Last year I wrote an article comparing Git, Mercurial, and Bazaar. I came to the conclusion that Bazaar should be the way to go. Now, one year later, I’m about to change my version control system again. Here’s why:

All the good points I wrote about Bazaar are still true. However, both my understanding on how Git works and my priorities changed. I no longer consider it a problem that Git does not allow me to add an empty directory. Also, I learned that git does not track file renames but knows how to detect renames based on the content of a file. While this might not work 100% accurate, it will be good enough for my daily work.
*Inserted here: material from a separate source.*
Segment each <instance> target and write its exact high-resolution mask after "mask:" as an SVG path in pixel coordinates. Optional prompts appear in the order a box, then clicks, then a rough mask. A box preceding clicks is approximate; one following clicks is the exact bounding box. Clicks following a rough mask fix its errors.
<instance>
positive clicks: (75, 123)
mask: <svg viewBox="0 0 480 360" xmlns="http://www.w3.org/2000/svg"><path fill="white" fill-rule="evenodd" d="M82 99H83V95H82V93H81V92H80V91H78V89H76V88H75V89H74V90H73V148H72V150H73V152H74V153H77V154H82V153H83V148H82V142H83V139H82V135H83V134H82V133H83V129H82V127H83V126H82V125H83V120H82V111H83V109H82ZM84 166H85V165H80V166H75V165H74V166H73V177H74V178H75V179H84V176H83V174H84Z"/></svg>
If you remove these points from my list I made back then, replacing Subversion-Import by Bazaar-Import, the rating is: 6/6 (Git), 5/6 (Mercurial), and 5/6 (Bazaar). So a small advantage for git. But wait, there was the out-of-list-category. Git lost one point here due to the badly readable revision number, while Bazaar won one point for work flow and lost 0.5 for speed.

Using Bazaar for one year showed me that I was wrong: The point for work flow was not as positive as I had imagined. I never know whether the repository is currently bound and therefore I have to check that before each and every commit. The small penalty for speed is actually worth a full negative point. Bazaar isn’t slow when doing its work. But loading python, then loading Bazaar’s code and then running Bazaar takes some time. As fast as it might be when it runs, every start takes its time.

On the other hand, blaming Git for using unreadable revision numbers was a bit to harsh. None of my projects uses the revision number at any place that would show it to the user. It might end in a log file but it won’t annoy me as much as I thought back then.

Let’s say, Bazaar fell a bit short, compared to Git. Is this dramatically enough to make me change the VCS (again)? No, it isn’t. But there are other things that made me consider the change:

Firstly, Apple announced that XCode will support Git in the next major release. As I prefer to use the command line when doing version control stuff, this alone would not make me change to Git but it surely does not hold me on Bazaar.

Secondly, I wanted to release a tiny program as open source this week. Both, Git and Bazaar have a large open source hosting sites. For git, it is github, for Bazaar, it’s called Launchpad. I took a test drive on both. Github pleased me well. A very simple interface, upload your project and you’re done. Launchpad’s interface is not that simple. Honestly, it’s quite complicated. The biggest drawback: It does not provide an automated tarball. Every user that wants my code has to be using Bazaar, unless I upload a tarball with every commit I do. This ruled out Launchpad as option.

Kind of Summary

For me, Bazaar is no longer the obvious choice. Bazaar showed some negative sides and the negative sides of Git that I know about no longer bug me that much. Apple’s decision for Git made me think about a (second) switch right when I heard it, and Github vs. Launchpad finally clinched it for me.